I have a modern, clean, and elegant studio with secure and discreet entry in the Hollywood neighborhood, just east of the Broadway Bridge.
I have a fully stocked bathroom with unscented bath products, a killer shower head, fluffy towels, and comfy robes. A shower at the start of the session is offered and required in most circumstances.
I am also happy to come to your upscale hotel for a two hour session or longer.
HOURS OF AVAILABILITY: I'm neither an early bird, nor a night owl. I prefer sessions that start between noon and 9pm, but I make exceptions with the correct incentive...
My screening policy is quick and easy. I do an identity verification by way of a picture of your government issued ID, or work verification through a company website with a listed and verified email or phone number. A deposit may also be required for longer sessions, or if you've cancelled on me last minute in the past. I no longer take references (though I will provide them), and I do not accept board handles and reviews. I get along best with those who see the mutual value and safety in my screening process.
I assume any person feeling drawn to me, and having made it this far into my website is a grown-ass adult, and knows better than to send lewd, unbearably brief, long, or explicit emails, and I cherish you for it. Think "business proprietor" not "Tinder hook up" (but honestly why not just treat every woman with respect, regardless of circumstance?).
Please have your donation ready, and leave it on the hallway table at the very beginning of our session. Please don’t make me ask for it, or discuss my rates. If we are meeting in public, place your donation in a greeting card envelope, a gift bag, or a book. With that out of the way, we can relax and enjoy ourselves.
If you appear drunk or intoxicated, I will end our session immediately without refund. I enjoy sharing a drink or a joint on occasion with a client, but please arrive sober, and ask before bringing alcohol or marijuana into my space. Consent is sexy, and seriously, if you're tanked, I cannot ethically be intimate with you.
Please accept my offer of a shower or arrive freshly showered (within the hour) having used a washcloth and soap in all your nooks and crannies, as well as fresh breath and clean and trimmed nails. I have a shower with amazing pressure and all the products you need to get squeaky clean, should you be coming from the office or the airport. I am always happy to give you space and time to freshen up at the start and end of the session.
If you arrive early, be prepared to wait in your car or somewhere nearby. I appreciate you planning ahead and making it on time, but it’s important for security and discretion not to wait in front of my building. If you are late, I will try to give you your full session, but require my rate for the session booked, regardless.
If we are spending more than two hours together, some out-and-about social time must be included, unless selecting the Netflix and Chill option. If you are not interested in spending some quality time engaging in conversation, and mutually enjoyable activities like dinner, theater, museums, ballgames, hiking, etc., we're probably not a good fit.

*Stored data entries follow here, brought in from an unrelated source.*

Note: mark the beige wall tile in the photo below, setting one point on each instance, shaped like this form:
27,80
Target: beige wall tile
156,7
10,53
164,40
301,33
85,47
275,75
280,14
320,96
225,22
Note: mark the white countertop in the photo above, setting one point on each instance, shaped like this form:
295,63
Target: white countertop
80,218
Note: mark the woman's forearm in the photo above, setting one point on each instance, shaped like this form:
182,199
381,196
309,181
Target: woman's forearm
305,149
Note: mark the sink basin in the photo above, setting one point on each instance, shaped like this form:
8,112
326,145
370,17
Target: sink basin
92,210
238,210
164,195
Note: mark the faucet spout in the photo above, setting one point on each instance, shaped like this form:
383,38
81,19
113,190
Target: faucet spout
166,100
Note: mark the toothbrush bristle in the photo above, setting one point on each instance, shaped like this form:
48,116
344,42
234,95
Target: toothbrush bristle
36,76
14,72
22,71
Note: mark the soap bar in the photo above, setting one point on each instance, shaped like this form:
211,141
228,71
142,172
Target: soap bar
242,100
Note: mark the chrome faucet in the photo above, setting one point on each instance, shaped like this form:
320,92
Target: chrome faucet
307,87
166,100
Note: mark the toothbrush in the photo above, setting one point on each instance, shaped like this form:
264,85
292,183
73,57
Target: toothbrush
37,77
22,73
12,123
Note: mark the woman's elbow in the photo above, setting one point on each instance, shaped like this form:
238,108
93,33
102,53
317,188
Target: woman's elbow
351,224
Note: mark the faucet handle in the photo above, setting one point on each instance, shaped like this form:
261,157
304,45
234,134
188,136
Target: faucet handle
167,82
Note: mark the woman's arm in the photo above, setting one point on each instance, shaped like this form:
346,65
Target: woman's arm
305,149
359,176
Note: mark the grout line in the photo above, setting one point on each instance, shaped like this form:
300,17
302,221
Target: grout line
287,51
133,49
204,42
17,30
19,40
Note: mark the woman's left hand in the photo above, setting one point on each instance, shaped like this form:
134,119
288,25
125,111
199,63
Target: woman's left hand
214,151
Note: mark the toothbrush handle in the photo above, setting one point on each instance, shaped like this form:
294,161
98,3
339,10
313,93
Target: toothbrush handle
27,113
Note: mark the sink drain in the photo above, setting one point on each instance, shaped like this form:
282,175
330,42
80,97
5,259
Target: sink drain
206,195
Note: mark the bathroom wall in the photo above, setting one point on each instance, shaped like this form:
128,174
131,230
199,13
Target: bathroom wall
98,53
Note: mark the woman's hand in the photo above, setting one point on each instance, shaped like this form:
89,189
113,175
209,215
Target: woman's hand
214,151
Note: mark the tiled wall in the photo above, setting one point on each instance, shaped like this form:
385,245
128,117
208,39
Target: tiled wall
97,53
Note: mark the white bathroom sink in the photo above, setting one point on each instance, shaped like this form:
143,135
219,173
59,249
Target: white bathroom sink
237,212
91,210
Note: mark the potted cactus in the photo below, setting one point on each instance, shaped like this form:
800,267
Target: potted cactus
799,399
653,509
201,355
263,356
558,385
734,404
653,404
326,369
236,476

Four hour sessions include a dinner date.
I require at least six hours beauty sleep for overnights, and you must feed me delicious and substantial snacks and take me for a walk at least every five hours for extended sessions (except when we're sleeping, of course). Take care of your Tamagotchi pet!
A 25% deposit is required via cashapp for sessions of four hours or longer. It's easy to download and set up on your smart phone.
If you cancel a last minute session, it's generally not a problem, unless you make it a habit, in which case I will require you to prepay in full for all future sessions.
If you no-show, or cancel last minute for a prebooked session, I will require a 50% cancellation fee, paid electronically. Depending on circumstance, I may require you to prepay in full for future sessions.